Bisnis.com, JAKARTA - Gabungan Pengusaha Farmasi (GP Farmasi) menyatakan harga bahan baku dari China di pelabuhan mulai menanjak dan alirannya mulai melambat.
Adapun, Negeri Panda mendominasi pasokan bahan baku obat (BBO) pabrikan nasional. Direktur Eksekutif GP Farmasi Dorojatun Sanusi mencatat pasokan BBO dari China menopang 60 persen—63 persen dari total kebutuhan. Adapun India menyumbang sekitar 20 persen.
"Saya belum mendapatkan laporan adanya hal-hal kritis, tapi kami sudah dapatkan laporan harga [BBO] sudah mulai naik, kemudian [jadwal pengantaran] supply juga mulai mundur," katanya kepada Bisnis.com, Jumat (7/2/2020).
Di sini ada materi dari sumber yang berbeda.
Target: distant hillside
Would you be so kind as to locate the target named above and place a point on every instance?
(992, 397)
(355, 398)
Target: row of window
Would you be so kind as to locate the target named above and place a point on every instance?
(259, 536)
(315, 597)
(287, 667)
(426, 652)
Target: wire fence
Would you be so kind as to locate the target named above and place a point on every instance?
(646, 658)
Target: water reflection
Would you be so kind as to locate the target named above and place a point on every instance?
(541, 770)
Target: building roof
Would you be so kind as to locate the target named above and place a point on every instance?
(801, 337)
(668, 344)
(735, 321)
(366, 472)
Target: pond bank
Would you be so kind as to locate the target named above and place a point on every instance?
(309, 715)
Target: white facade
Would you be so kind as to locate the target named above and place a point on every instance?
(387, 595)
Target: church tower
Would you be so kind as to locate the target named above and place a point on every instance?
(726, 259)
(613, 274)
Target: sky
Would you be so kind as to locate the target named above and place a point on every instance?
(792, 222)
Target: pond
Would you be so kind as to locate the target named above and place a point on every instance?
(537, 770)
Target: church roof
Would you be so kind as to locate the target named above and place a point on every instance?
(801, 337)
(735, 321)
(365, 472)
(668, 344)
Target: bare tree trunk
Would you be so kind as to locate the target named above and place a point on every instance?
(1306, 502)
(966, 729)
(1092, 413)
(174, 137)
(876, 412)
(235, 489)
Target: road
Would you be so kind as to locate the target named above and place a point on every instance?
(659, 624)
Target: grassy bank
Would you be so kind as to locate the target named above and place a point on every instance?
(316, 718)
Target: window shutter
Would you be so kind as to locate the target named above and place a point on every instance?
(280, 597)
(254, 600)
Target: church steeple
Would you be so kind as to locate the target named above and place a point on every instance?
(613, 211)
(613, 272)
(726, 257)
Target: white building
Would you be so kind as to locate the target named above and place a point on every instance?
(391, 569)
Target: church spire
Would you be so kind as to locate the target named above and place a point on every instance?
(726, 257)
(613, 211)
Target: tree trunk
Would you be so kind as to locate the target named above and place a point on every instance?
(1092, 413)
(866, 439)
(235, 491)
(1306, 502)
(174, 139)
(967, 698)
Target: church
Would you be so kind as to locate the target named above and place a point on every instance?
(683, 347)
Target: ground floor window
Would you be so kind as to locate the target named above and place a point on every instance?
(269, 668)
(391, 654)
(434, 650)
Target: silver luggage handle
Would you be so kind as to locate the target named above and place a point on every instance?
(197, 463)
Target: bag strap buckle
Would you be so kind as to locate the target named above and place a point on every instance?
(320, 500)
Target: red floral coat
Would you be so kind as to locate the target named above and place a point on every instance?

Dorojatun menyampaikan pemerintah harus memberikan kelonggaran terhadap impor BBO dalam keadaan seperti ini. Pasalnya, lanjutnya, sebagian besar BBO yang diimpor digunakan untuk obat dalam program jaminan kesehatan nasional (JKN).
Menurutnya, kenaikan harga tersebut memaksa distributor untuk memesan BBO dalam jumlah besar agar skala keekonomiannya tercukupi. Menurutnya, transmisi kenaikan harga BBO ke harga obat akan terjadi jika tidak ada intervensi pemerintah terkait pembayaran JKN.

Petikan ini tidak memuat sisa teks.